Background: Although aesthetic correction of facial aging had long been the exclusive domain of plastic surgeons and dermatologists, alternative nonmedical approaches to facial rejuvenation are becoming more popular, such as facial acupuncture, facial acupressure, and facial exercises. However, the effectiveness of these alternative approaches is still a topic of debate.
Objectives: The authors review the evidence of the effectiveness of facial exercises for facial rejuvenation.
Methods: A literature search was performed in Medline, Web of Science, Science Direct, SciELO, and LILACS databases for the terms facial rejuvenation, facial exercises, facial massage, face building, face yoga, (oro)facial (a)esthetics, (a)esthetic logopedics, and (a)esthetic speech therapy. Nine reports were identified from the search and were subject to further assessment.
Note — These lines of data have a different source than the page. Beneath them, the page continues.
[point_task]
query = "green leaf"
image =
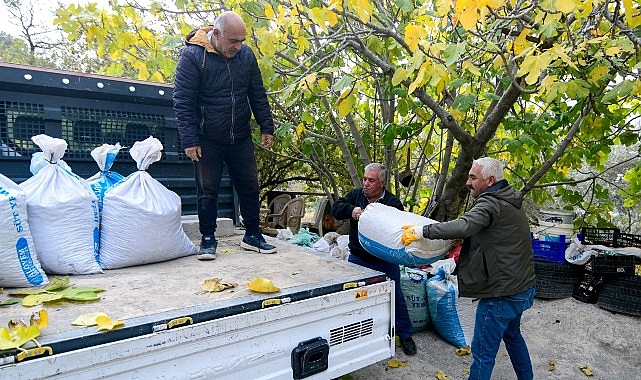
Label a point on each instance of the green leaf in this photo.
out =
(38, 299)
(10, 301)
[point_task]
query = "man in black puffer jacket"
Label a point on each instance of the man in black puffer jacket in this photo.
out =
(217, 88)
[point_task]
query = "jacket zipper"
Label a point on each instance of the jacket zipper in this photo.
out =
(202, 120)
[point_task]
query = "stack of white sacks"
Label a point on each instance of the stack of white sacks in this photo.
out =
(57, 223)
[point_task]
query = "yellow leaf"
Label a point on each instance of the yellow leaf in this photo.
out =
(469, 66)
(597, 74)
(565, 6)
(630, 18)
(399, 75)
(262, 285)
(532, 67)
(87, 319)
(215, 285)
(615, 50)
(40, 319)
(269, 11)
(467, 13)
(586, 370)
(346, 102)
(394, 363)
(521, 42)
(413, 34)
(441, 375)
(107, 324)
(37, 299)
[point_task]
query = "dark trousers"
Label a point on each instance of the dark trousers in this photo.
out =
(241, 165)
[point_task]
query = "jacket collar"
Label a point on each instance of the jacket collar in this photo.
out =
(202, 38)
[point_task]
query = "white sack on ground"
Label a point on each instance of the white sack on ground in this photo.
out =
(63, 214)
(141, 218)
(380, 230)
(105, 179)
(452, 316)
(19, 264)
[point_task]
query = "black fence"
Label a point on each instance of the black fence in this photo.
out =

Results: Although positive outcomes were achieved in all 9 studies, none of the studies used a control group and randomization process. They were single case reports, small case series, or studies with a single-group pretest-posttest design. Moreover, the effectiveness assessments in most of the studies were purely subjective, carried out by the authors and/or the patients themselves, without blinding.
Conclusions: The evidence to date is insufficient to determine whether facial exercises are effective for facial rejuvenation. Evidence from large randomized controlled trials will be needed before conclusions can be drawn.
Keywords: esthetic logopedics; facial aging; facial exercises; facial rejuvenation.